It has become something of an urban legend among football fans and a symbol of one Glasgow club’s enduring unionist credentials.  

And now the story of how a framed portrait of Queen Elizabeth I in all her regal pomp came to stare down over the Rangers dressing room has been told.  

Former captain and manager Grame Souness has revealed that the painting was put up at his instigation, to spruce up the ‘old fashioned’ changing room where players would prepare for games.  

Speaking to Talksport, Souness said: “When I was at Glasgow Rangers, we had an old-fashioned dressing room with great, big high ceilings, and it was crying out for a portrait of our Queen. 

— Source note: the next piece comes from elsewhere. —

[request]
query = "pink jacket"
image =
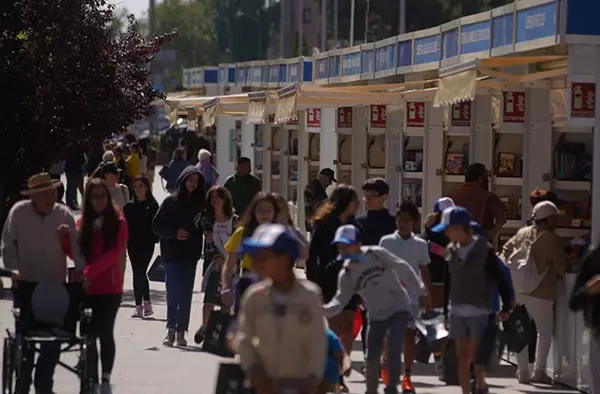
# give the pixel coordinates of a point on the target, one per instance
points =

“So I instructed Doddie Wier, who was the boss of the dressing room – not the tallest of chaps – and he went out and got this picture which was slightly bigger than him, and he put it up in the dressing room. It’s still there to this day.  

“I’m proud I was responsible for that.” 

Souness began his Rangers career as player before switching to manager. He was in charge as the club began its nine-titles-in-a-row period of dominance in the 1980s and 90s, before departing for Liverpool and handing the reigns to Walter Smith. 

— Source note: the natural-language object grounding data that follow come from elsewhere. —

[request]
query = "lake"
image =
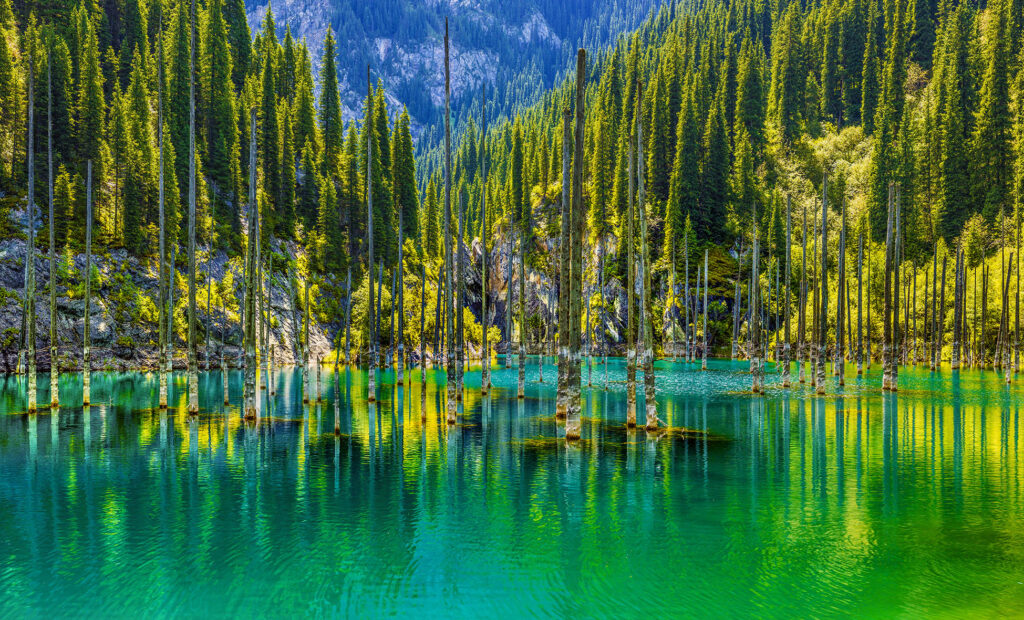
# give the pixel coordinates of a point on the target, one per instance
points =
(788, 504)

The portrait of the queen has continued to inspire the team’s players, although not without some confusion from some of their more continental stars.  

The Italian midfielder Gennaro Gattuso, who was brought to Glasgow as a teenager and would go on to lift the European Cup with AC Milan, has previously said he did not know who the Queen was on his arrival – and asked his teamates which ‘saint’ was depicted in the portrait.